The arbitrariness of these results dovetails with the caprice evident from piecing the rules together. The item contains a lengthy discussion of how the 45-MHz threshold is the “primary basis for determining” whether a provider qualifies to bid on reserved spectrum and is an “effective line of demarcation.”[24] It also posits that such a threshold is necessary “to ensure that multiple providers are able to access a sufficient amount of low-band spectrum.”[25] But all that analysis is simply tossed aside when it might apply to any carrier other than AT&T or Verizon. Apparently non-nationwide providers offer the unique ability to “offer consumers additional choices” and “provide some constraint on the ability of nationwide providers to act in anticompetitive ways”[26]—rather tepid assertions that lack evidentiary support and are undercut by the order’s frank acknowledgment that “the record in this proceeding does not support... a finding” of market power for any carrier.[27]
So what compels the Commission to adopt these rules? Certainly not the Spectrum Act, which left the FCC’s authority to adopt “rules of general applicability” regarding spectrum aggregation limits intact but warned us not to “prevent a person from participating” in an auction.[28] In fact, I have serious doubts that today’s order complies with this provision. We target two specific companies and made the aforementioned late changes to our rules to ensure that they do not apply to a single company other than those two. I doubt a court would hesitate to call this anything other than “individual action... masquerading as a general rule.”[29]

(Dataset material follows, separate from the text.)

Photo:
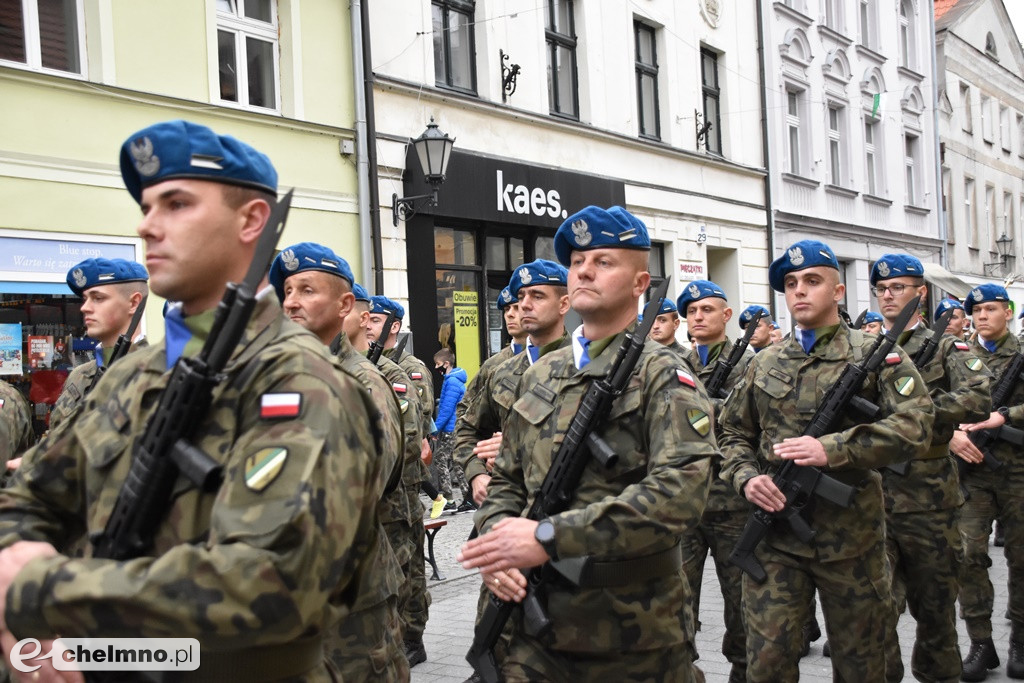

Nor does the Communications Act require us to adopt such limits. The Act requires us to promote the “efficient and intensive use of the electromagnetic spectrum,”[30] which the Commission has repeatedly interpreted to mean that “Congress intended ‘to ensure that scarce spectrum is put to its highest and best use.’”[31] Or as the FCC has explained in the past: “[C]ompetitive markets are the most direct and reliable means for ensuring that consumers receive the benefits described in the Communications Act.”[32] And while Congress wanted the FCC to remain “sensitive to the need to maintain opportunities for small business,” it was not concerned with protecting “well-heeled firms” and did “not intend that this objective dominate the Commission’s decision-making,” as it does today.[33]